BY CHRIS CAROLA
ALBANY, N.Y. (AP) — When Jim Johnson's quest to find out more about his namesake uncle killed in World War II led him to Mark Noah, the two men discovered they lived on the same island in the Florida Keys and even frequented the same bar.
On Tuesday, eight years after they first met, Johnson and Noah will attend the burial ceremony at Arlington National Cemetery for Pfc. James B. Johnson, whose remains were among those of 34 other Marines that Noah's nonprofit organization recovered last year from a remote Pacific battlefield.
"The fact that I told him eight years ago that I'd help him out and we were actually able to recover his uncle is unbelievable for me," Noah, founder of History Flight, said recently.
Last week, the Pentagon's Defense POW/MIA Accounting Agency announced that Pfc.
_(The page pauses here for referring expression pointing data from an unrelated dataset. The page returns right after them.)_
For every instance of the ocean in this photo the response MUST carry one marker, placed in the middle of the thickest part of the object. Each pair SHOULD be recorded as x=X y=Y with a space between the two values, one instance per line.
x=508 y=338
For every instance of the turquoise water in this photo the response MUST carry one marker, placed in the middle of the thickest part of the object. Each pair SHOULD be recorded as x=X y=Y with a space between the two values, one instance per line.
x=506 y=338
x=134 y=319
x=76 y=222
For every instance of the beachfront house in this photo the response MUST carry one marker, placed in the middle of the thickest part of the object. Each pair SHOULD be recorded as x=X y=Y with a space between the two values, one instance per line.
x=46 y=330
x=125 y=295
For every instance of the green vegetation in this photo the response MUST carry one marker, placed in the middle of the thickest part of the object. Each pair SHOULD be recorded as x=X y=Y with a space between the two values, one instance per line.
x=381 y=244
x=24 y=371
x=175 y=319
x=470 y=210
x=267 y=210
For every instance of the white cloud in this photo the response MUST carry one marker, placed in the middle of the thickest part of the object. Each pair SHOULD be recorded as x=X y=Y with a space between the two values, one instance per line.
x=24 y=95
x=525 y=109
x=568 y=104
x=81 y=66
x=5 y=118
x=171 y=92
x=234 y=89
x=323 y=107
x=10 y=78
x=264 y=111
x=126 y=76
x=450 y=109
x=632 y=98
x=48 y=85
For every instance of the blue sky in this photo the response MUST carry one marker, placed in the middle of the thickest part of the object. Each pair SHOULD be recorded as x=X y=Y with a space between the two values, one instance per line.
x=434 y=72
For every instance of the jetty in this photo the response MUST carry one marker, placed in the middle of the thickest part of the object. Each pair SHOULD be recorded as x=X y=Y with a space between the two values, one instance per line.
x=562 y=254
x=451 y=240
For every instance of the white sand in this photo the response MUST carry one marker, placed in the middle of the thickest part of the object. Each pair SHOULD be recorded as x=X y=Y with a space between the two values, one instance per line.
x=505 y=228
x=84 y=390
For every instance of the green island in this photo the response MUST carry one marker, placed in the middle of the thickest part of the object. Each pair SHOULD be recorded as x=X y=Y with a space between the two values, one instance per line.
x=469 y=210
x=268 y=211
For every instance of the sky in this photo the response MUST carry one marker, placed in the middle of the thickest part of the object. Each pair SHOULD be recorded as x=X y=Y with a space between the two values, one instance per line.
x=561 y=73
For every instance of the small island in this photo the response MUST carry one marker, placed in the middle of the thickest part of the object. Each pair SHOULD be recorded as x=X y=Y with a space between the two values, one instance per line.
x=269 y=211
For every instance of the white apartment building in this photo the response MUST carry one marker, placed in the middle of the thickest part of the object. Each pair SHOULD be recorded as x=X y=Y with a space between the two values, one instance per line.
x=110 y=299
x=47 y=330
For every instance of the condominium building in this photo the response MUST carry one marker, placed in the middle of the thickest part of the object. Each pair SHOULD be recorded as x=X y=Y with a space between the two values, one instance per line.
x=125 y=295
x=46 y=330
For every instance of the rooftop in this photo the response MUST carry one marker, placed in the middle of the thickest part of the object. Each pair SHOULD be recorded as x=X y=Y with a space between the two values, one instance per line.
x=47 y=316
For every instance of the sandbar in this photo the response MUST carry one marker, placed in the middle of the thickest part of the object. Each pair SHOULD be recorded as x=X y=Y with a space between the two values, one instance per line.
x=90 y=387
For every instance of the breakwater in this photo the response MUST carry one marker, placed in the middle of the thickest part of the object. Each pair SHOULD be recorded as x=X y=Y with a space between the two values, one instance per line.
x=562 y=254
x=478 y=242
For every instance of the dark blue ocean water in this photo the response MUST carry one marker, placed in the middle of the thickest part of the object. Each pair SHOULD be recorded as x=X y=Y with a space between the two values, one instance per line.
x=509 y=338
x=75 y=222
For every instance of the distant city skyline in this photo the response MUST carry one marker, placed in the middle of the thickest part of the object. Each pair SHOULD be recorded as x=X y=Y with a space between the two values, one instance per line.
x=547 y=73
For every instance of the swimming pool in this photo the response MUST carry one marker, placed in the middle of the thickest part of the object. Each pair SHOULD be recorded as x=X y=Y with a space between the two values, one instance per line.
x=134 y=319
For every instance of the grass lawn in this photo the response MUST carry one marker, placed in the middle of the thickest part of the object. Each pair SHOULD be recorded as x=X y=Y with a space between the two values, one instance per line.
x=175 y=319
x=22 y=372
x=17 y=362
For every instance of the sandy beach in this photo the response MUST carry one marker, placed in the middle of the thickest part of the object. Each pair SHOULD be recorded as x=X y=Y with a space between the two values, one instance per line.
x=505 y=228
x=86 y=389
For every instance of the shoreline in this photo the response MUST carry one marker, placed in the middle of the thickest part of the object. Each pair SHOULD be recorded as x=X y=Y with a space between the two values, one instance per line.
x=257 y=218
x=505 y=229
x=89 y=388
Johnson's remains had been identified after being recovered on the Tarawa atoll in June 2015 by volunteer members of Noah's Marathon, Florida-based group. Pfc. Johnson, who grew up in Poughkeepsie, New York, was among the first waves of Marines to hit the beaches of the heavily defended island Nov. 20, 1943.
When the battle ended three days later, Johnson and more than 1,000 other Marines and sailors were dead, along with nearly all of the island's 5,000 Japanese defenders. Many of the American dead were temporarily buried in marked cemeteries on Tarawa, but some burial places were obscured by Navy construction crews hastily building roads and repairing the island's airfield. Johnson was among the Marines whose buried bodies were left behind and later deemed non-recoverable by the military.
Noah, a self-described "WWII nerd," founded History Flight in 2003 to preserve and promote WWII aviation history. Four years later, the group started searching for the remains of Americans still listed as missing in action in the Pacific. So far, on Tarawa alone, the group has recovered the remains of more than 100 servicemen, including a group of 35 found last summer buried under an asphalt parking lot. Among them was First Lt. Alexander "Sandy" Bonnyman, who was awarded a posthumous Medal of Honor for his heroics on Tarawa.
But none of the recoveries have touched Noah as much as Pfc. Johnson's.
In 2007, Hyde Park, New York, native James B. Johnson started searching the Internet for information on his uncle, who was 19 when he died at Tarawa while serving in the 2nd Marine Division. The teenager, called Jimmie by his family, left behind two older siblings, Eleanor and Bill, who have since died.
Jim Johnson said his father, Bill, and his aunt didn't talk much about the younger brother they lost in the war.
The nephew's search eventually led him to Noah, then a fellow resident of Big Pine Key. It turned out the two men lived about a mile apart and frequented the same pub but had never met.
"We've been great friends ever since," said Noah, 51, a Miami-based pilot for UPS.
The Pentagon said scientists used DNA samples submitted by Jim Johnson and another nephew, John McManus, of Hyde Park, to identify the Marine's remains. The family requested he be buried at Arlington, where Jim Johnson's mother, a WWII Army nurse, is also interred.
"We're very happy," said Jim Johnson, a Vietnam combat veteran. "It's nice to see him have a proper ceremony."
The retired IBM systems designer now living in Melbourne, Florida, will attend Tuesday's burial at Arlington along with about 20 relatives and friends, including Noah.
"I wouldn't miss it for the world," Noah said.